February 14, 2026 at 12:20 AM
It’s hard to review biography and memoir because how do you review someone’s life? What am I, Anubis weighing their heart against a feather?
February 13, 2026 at 9:50 PM
I support lowering the voting age to 16. This is something Jessica Watson argued for.
February 13, 2026 at 8:27 PM
Rose should get on the boat because in an emergency situation you take the first possible escape otherwise you’re in the way. They both would have survived if she had.
February 13, 2026 at 11:01 AM
James Cameron is really good at transitions. The way it cuts from Jack and Rose at sunset on the bow to the wreckage of the titanic to signal the change in time, and how it then goes on a close up to old Rose’s face as it transitions back. This could have been jarring but it works somehow.
February 13, 2026 at 9:34 AM
There’s a letter Scott Fitzgerald wrote to Zelda where he says he was envious of her institutionalisation because it would give him a chance to work without financial pressure. People always think these places are a respite but it’s a fantasy.
February 13, 2026 at 8:42 AM
I needed something to distract me so I started reading For Whom the Bell Tolls. Hemingway is a deceptively difficult author because of what he leaves unsaid. It requires a lot of reader participation. The “simplicity” doesn’t equate to readability.
February 13, 2026 at 5:09 AM
The definition of child abuse material in NSW is designed to block all possible loopholes which means it inevitably catches a whole host of inoffensive material in the basic definition. It’s appropriate then that there be a way to sort through this but the “reasonable person” is too vague.

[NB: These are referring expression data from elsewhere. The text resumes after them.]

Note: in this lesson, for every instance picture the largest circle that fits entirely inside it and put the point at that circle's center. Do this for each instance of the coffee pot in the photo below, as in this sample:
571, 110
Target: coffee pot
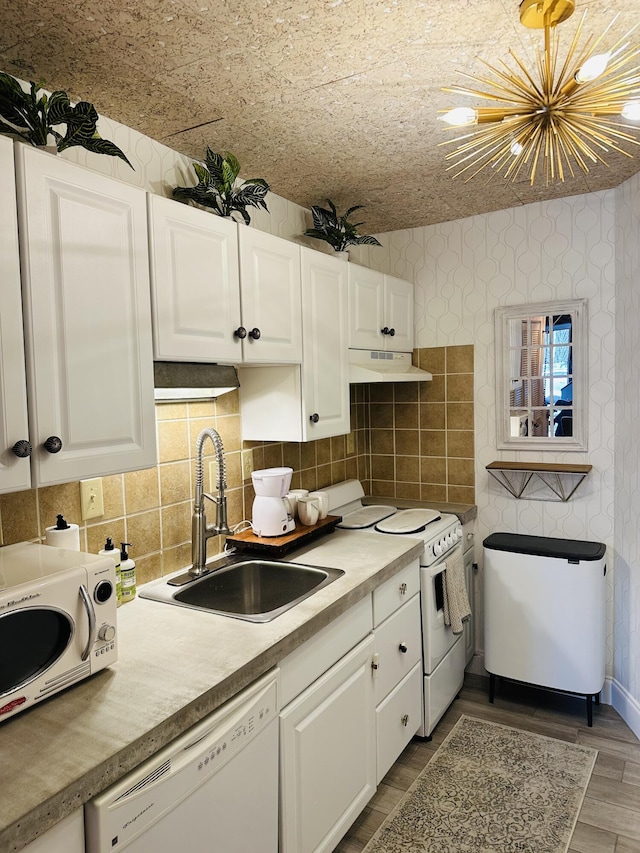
270, 514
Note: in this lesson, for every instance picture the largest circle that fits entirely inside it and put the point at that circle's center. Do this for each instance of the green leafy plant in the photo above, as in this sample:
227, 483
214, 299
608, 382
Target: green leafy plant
336, 230
34, 115
217, 187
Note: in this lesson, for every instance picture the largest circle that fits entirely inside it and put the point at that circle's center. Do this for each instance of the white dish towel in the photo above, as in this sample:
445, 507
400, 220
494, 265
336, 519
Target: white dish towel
456, 600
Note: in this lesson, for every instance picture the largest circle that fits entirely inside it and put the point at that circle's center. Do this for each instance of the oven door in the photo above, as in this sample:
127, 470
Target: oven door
437, 638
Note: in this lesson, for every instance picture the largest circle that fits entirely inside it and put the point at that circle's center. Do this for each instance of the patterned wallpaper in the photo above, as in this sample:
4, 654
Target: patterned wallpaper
463, 270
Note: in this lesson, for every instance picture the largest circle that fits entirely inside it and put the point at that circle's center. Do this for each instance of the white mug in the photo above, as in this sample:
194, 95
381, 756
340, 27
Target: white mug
308, 510
323, 502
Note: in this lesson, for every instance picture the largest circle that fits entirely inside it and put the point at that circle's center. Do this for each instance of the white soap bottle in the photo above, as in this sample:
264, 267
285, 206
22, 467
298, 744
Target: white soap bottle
127, 573
110, 550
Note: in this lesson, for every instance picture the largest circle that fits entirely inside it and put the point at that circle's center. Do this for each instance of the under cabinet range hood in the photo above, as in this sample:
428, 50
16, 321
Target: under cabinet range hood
190, 380
377, 366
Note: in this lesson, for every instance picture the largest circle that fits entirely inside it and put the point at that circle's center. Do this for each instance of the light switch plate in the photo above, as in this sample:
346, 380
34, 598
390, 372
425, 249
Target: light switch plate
91, 498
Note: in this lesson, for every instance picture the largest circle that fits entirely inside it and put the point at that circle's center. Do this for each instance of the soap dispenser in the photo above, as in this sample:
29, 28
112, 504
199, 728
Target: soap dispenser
127, 573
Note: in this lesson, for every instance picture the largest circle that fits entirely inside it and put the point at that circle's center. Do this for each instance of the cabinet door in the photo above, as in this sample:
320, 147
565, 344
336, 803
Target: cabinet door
366, 308
270, 298
15, 473
398, 314
325, 377
85, 279
195, 284
327, 755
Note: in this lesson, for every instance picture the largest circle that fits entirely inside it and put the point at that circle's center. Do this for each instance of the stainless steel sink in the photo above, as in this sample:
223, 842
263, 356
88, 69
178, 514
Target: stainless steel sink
245, 588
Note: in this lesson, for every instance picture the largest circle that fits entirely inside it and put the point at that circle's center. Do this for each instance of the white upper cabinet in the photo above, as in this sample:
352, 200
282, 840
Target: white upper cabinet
270, 298
309, 401
15, 471
380, 311
87, 315
325, 368
195, 283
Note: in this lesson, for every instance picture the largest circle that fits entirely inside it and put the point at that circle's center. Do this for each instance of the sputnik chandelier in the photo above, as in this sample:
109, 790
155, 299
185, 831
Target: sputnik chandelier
577, 110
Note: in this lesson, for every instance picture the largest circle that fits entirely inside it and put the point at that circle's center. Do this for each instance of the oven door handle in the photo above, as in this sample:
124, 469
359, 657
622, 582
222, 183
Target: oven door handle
91, 616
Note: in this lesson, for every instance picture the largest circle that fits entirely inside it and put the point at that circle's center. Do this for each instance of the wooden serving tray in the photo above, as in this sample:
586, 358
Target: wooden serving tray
278, 545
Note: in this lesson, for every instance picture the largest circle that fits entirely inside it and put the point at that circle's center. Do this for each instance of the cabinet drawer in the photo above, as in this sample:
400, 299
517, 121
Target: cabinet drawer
400, 631
301, 668
398, 718
395, 592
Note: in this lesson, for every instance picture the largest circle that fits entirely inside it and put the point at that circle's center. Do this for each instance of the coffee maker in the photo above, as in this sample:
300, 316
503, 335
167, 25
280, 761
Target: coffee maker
270, 513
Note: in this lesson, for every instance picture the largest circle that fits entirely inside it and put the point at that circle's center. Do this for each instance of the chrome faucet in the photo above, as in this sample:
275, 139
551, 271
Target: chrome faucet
200, 530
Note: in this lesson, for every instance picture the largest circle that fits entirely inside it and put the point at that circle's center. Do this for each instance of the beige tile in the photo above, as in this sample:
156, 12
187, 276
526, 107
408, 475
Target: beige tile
407, 442
460, 387
141, 490
460, 472
460, 443
143, 533
171, 411
175, 482
382, 441
408, 469
432, 359
460, 359
434, 391
432, 416
459, 416
176, 524
338, 448
19, 514
433, 442
406, 415
382, 467
64, 499
433, 469
173, 441
381, 415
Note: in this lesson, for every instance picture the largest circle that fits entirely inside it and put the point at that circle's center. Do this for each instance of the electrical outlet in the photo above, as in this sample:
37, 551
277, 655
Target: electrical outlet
351, 443
247, 464
91, 498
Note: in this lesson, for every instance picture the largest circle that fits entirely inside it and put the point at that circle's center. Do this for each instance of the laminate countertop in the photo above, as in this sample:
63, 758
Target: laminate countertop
175, 665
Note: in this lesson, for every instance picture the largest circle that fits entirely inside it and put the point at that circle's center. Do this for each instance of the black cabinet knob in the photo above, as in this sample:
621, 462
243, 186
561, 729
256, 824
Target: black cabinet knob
22, 448
53, 444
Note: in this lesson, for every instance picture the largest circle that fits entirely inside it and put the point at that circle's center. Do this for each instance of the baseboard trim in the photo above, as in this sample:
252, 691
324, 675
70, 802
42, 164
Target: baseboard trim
626, 705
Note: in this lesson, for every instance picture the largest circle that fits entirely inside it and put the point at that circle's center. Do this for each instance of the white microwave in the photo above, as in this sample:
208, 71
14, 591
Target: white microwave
57, 621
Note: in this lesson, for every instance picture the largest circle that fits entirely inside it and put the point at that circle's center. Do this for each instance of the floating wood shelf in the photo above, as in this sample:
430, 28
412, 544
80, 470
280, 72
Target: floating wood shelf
539, 481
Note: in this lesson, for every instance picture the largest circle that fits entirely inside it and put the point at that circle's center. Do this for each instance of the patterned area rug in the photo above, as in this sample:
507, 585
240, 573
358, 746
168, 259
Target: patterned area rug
491, 789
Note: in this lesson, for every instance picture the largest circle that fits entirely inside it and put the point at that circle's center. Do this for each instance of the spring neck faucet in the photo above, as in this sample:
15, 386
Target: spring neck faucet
200, 530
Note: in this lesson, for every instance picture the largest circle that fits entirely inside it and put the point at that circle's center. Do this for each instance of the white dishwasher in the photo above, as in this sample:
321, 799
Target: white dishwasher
214, 788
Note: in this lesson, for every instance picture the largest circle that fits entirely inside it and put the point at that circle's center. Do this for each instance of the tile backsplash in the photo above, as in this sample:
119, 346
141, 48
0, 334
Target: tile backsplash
408, 440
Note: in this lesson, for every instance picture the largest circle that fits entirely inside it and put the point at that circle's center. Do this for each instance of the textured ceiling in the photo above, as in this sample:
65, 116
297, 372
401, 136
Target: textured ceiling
322, 98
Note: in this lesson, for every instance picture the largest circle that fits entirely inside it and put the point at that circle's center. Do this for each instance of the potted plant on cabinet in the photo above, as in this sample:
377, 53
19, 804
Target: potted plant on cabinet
336, 230
33, 117
217, 188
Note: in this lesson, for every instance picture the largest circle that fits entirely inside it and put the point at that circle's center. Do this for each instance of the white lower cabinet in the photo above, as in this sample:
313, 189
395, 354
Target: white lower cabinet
327, 755
67, 836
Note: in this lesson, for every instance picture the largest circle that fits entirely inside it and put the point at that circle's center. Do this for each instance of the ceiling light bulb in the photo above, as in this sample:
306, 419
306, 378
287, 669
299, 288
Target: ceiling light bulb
631, 110
460, 116
592, 68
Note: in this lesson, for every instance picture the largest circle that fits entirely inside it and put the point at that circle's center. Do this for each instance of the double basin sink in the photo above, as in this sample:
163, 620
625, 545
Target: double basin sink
242, 587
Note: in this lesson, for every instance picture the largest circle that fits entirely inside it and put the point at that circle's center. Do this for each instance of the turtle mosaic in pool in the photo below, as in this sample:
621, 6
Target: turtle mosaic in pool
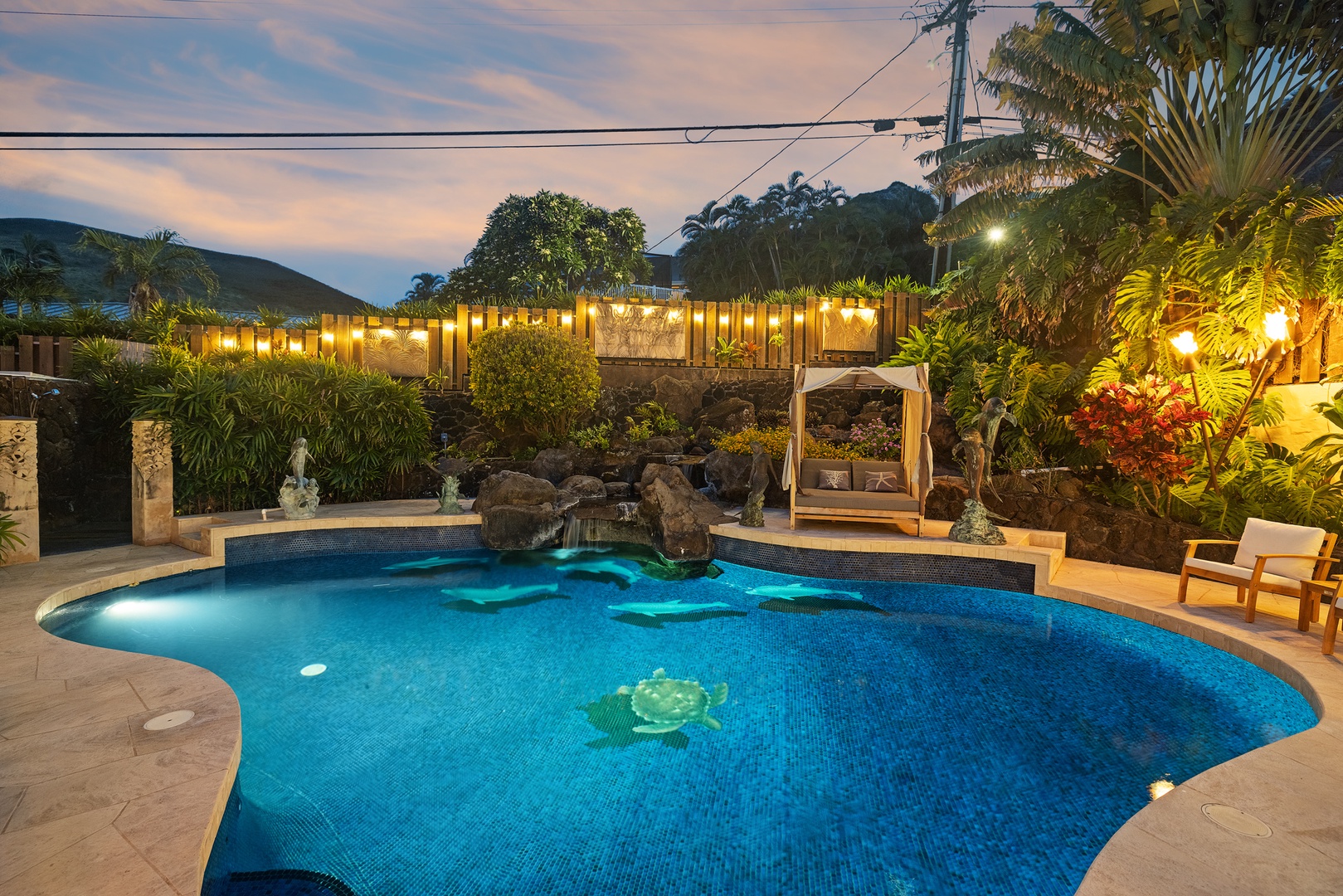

February 13, 2026 at 12:13 AM
Watching Titanic and it wasn’t exactly “holding up” and then the Captain appears talking about increasing speed and I was like oh shit this movie drew me into Jack and Rose’s bullshit so deeply I forgot about the iceberg.
February 12, 2026 at 11:25 AM
Finished reading another chapter of Finnegans Wake out loud. I am getting better at it. It requires a lot of phonics. I am doing the right wing education thing of sounding out words but not having a clue what they mean.
February 12, 2026 at 9:48 AM
“I pray to Sony my soul to keep” is a bad lyric that I was too young to recognise as bad but which has grown to be poignant because of the loss of Sony as a player in the act of listening to music. The lyric somehow ever evaded being bad like a fugitive.
February 12, 2026 at 5:19 AM
My postgrad creative writing work involved a lot of re-writing and adapting of existing works of mine. At present my writing method has evolved into producing the bones of new works for the purpose of adapting to the novel, even if I never finish writing them.
February 12, 2026 at 3:02 AM
The film Titanic (1997) meets the threshold for consideration as child abuse material under current laws. Though Kate Winslet was over 18, the character of Rose was 17 and we see her nude and having sex. Obviously it’s within community standards and wouldn’t be unlawful but it’s hard to pin down why
February 12, 2026 at 12:19 AM
Sometimes the world just doesn’t share your vision.